We have rejected theism out of necessity. (This is very much like the skeptic who desires truth but realizes he cannot obtain it). In this sense skepticism is an organic conclusion. Theism cannot be defended, and as such, cannot be affirmed (in this sense Naturalism is an organic conclusion).

One might ask us how we explain the longevity and success of theism in previous ages. The answer here is simple: human nature longs for a thesis of certainty in the face of uncertainty; yearns for comfort in the face of death; for a sure word to stabilize a dark existence [from the time of birth everything is mystery]. That which succeeded in theism was not the ideals of theism (theology is void of power), but that which succeeded in theism was the Naturalism of theism*--- in that it formed communities--- in that it was (or at least appeared to be) a better alternative than barbarism (it was at one time relevantly pragmatic). Needless to say, we are beyond this point in human history; man does not need theism in order to advance... theism is the stone of the past it can do nothing but hold us down... and as the fluctuating waters of evolution swell it would cause us to drown. At this point in human history theism is barbarism; it is an example of the primitive!      
  
We have nearly completed the stage wherein theism can simply be dismissed (this is to be expected in that the Naturalistic framework is nearly complete). Culture is no longer theocentric (or at least it is swiftly drifting away from theism). What is left is nothing more than a few enthusiastic jugglers who occupy the street; a few frivolous sheepherders, piddling preachers (those who know how to annoy us with the decibels of their empty speech)... needless to say, they will soon be swept away; the gutters are ripe with their decay.

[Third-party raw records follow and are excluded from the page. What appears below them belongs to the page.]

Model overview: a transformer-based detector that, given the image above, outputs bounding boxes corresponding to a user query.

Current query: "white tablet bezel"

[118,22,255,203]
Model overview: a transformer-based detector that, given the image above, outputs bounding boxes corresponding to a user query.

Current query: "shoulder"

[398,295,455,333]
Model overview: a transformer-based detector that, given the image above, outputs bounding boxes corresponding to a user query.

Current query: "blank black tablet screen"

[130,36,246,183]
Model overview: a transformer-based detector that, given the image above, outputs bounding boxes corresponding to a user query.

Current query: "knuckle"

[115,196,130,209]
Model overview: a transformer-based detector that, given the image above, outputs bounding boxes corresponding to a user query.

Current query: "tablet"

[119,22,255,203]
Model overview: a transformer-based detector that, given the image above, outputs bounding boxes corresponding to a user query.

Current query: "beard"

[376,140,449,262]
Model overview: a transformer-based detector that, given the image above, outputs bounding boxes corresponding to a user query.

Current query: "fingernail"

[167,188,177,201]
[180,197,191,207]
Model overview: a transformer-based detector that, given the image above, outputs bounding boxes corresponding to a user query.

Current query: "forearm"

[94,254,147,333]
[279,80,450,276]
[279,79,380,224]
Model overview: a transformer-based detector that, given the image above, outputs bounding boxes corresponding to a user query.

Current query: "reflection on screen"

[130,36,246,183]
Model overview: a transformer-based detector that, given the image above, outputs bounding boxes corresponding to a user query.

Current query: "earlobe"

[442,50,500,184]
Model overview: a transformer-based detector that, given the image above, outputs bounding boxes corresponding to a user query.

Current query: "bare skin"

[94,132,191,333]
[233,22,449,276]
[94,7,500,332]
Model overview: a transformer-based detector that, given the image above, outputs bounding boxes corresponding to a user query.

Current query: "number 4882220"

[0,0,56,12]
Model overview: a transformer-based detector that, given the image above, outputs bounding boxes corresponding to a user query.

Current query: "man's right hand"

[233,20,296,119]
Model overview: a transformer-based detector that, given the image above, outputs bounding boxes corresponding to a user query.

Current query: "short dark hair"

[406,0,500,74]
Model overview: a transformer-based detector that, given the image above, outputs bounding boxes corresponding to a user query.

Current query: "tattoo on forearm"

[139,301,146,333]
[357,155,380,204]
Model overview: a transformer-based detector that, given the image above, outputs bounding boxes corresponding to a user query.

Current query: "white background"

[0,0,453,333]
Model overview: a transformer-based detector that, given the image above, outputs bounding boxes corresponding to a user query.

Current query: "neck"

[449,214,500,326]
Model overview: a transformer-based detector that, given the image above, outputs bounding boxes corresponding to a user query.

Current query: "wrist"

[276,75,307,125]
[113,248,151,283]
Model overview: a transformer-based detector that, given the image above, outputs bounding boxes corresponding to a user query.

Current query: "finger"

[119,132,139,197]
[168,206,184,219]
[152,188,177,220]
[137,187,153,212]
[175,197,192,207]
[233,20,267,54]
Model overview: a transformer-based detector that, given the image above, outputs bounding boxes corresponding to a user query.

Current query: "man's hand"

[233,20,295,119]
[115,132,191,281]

What is the audience of the theist if not the theist himself? Their straw-men infatuations; their exotic emphasis; their theatrical-seriousness is easily incinerated, nullified by rational pragmatism [existence itself!]: men do not turn to God for healing they turn to science; even the best of their theologians affirms the authority of science... (need we say more?)--- above that of their own theism!

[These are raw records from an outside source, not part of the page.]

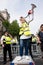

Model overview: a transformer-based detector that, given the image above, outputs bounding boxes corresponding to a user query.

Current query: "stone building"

[0,9,10,37]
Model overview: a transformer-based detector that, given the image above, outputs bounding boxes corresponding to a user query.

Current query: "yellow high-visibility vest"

[5,36,11,44]
[19,22,31,36]
[32,37,37,42]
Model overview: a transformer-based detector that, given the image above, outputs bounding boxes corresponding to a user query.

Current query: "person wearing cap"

[1,31,12,64]
[37,24,43,58]
[19,17,32,57]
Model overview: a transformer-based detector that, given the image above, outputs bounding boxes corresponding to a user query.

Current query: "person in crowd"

[11,36,18,53]
[1,31,12,64]
[37,24,43,58]
[19,16,32,57]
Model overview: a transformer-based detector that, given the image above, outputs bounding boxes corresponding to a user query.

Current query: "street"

[0,59,43,65]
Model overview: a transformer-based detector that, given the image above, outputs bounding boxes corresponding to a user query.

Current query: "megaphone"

[25,4,36,18]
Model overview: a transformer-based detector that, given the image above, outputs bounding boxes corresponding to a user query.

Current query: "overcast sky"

[0,0,43,33]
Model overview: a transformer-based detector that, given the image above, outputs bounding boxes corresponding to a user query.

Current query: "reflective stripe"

[19,22,31,36]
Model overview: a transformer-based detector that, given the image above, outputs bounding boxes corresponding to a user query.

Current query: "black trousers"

[3,44,12,62]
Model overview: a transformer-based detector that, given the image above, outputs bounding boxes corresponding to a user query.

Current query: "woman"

[19,17,32,57]
[37,24,43,58]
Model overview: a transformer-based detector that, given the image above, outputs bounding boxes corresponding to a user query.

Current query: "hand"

[37,41,41,44]
[2,44,4,47]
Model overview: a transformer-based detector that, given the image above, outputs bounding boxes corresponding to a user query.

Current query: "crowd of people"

[1,17,43,64]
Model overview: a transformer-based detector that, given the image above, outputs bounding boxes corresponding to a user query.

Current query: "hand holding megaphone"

[25,4,36,18]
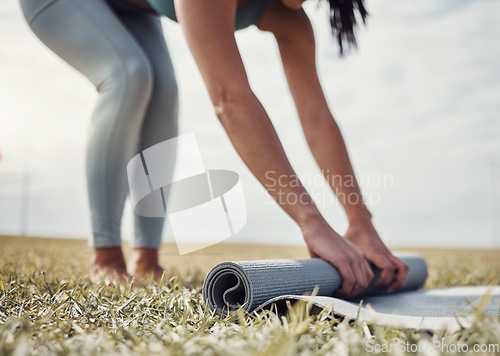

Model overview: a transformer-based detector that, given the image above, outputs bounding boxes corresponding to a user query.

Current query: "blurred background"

[0,0,500,248]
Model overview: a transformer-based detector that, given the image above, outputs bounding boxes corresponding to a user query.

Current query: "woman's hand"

[344,219,408,292]
[302,218,374,298]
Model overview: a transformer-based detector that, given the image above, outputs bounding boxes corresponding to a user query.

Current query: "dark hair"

[327,0,368,55]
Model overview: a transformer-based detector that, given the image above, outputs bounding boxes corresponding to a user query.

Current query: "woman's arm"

[259,2,408,290]
[175,0,373,297]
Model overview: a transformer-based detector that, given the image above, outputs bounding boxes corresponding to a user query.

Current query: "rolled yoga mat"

[203,253,500,330]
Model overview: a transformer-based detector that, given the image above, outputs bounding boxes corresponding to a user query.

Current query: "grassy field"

[0,236,500,356]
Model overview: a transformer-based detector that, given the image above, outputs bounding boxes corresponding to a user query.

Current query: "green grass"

[0,236,500,355]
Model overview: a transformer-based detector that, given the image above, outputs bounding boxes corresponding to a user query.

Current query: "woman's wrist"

[295,205,326,233]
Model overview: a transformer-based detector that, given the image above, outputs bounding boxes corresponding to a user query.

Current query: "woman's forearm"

[214,91,321,227]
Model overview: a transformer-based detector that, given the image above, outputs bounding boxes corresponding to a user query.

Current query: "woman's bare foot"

[128,247,165,281]
[90,247,132,283]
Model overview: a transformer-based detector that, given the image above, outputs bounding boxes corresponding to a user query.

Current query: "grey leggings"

[20,0,178,248]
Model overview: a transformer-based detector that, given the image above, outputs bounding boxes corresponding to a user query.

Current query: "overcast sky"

[0,0,500,247]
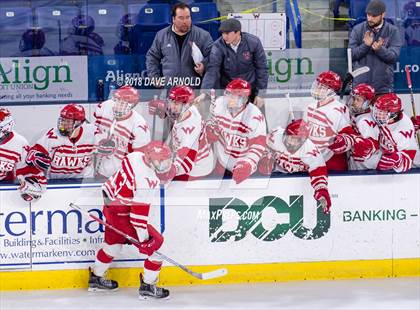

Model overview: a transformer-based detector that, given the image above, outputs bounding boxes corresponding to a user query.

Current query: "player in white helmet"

[89,141,172,299]
[206,79,267,184]
[94,86,150,177]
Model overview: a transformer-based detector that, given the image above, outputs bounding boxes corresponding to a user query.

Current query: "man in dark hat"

[199,18,268,107]
[349,0,403,94]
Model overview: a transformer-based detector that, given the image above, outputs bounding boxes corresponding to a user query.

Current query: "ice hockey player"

[258,119,331,213]
[89,141,172,299]
[0,107,46,202]
[94,86,150,177]
[304,71,353,170]
[329,84,379,170]
[26,103,97,179]
[372,93,419,172]
[149,86,215,181]
[206,79,267,184]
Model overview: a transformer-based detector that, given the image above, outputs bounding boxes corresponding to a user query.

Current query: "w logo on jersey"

[146,178,159,188]
[400,130,414,139]
[181,126,195,135]
[365,119,376,128]
[252,114,264,123]
[334,106,347,114]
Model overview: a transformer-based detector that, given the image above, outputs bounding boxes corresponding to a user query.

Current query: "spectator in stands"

[146,2,213,87]
[349,0,403,95]
[16,27,54,57]
[114,14,137,55]
[60,15,104,55]
[196,18,268,107]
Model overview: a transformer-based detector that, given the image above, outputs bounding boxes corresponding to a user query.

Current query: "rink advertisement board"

[0,174,420,270]
[0,184,164,270]
[0,56,88,103]
[266,48,330,93]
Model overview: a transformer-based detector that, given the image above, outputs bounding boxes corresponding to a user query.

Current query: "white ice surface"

[0,278,420,310]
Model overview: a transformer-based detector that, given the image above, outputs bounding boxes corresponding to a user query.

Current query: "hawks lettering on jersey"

[33,124,96,179]
[168,106,214,177]
[94,99,150,177]
[304,99,353,161]
[267,127,328,190]
[210,97,266,172]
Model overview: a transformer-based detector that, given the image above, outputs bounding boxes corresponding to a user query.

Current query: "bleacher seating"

[190,1,220,40]
[0,7,33,57]
[35,6,84,55]
[88,4,125,55]
[134,3,171,55]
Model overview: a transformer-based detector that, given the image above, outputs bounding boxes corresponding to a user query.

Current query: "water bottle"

[108,82,117,99]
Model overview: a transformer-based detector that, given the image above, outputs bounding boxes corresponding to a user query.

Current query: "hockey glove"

[139,224,163,256]
[156,164,177,184]
[18,177,43,202]
[232,160,252,184]
[97,139,116,156]
[353,138,376,159]
[206,122,219,143]
[314,188,331,214]
[149,99,166,118]
[25,149,51,171]
[376,152,403,170]
[258,154,275,175]
[411,115,420,130]
[328,133,353,154]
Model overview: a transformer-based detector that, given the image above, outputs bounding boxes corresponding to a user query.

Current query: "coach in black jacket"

[201,18,268,106]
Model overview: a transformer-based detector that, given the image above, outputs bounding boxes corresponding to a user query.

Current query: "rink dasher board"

[0,171,420,290]
[0,174,420,270]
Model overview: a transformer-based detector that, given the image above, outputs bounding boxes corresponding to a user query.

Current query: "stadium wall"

[0,169,420,290]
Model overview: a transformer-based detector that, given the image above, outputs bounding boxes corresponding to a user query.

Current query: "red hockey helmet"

[347,83,375,115]
[112,85,140,118]
[144,140,172,173]
[283,119,309,153]
[311,71,342,101]
[168,85,195,120]
[372,93,402,125]
[226,79,251,97]
[57,103,86,137]
[224,79,251,115]
[0,107,15,142]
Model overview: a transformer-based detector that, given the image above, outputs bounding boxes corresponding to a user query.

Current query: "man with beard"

[349,0,403,95]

Make no mistake, be not discouraged; for the authority and power of this pragmatic, Naturalistic line will continue to grow, and the terror of the theist (his white ghostly face) is due to the fact that theism has no equivalent by way of power; the theist can say everything, but that is the trouble with theism--- there is nothing behind the passion of the claim!


NOTES-----------------------------

*Most specifically stated: theism does indeed presuppose the supremacy of Naturalism, even as it speaks from the premise of Naturalism. Every supernatural claim in theism is first and foremost an argument for the supremacy of Naturalism. That which has authority is not theism but Naturalism; a thesis, which at every point in theism, is confirmed by theism. A conclusion in theism means the authority of the premise of Naturalism. And in our case this is not simply an empty assertion toward the appearance of power-- dramatic machinations. Naturalism, as it exists, as it is presupposed by theism, contains the actual ability of the thesis of power; it is the axiom of supernaturalism! This can easily be defended beyond the mark of mere assertion.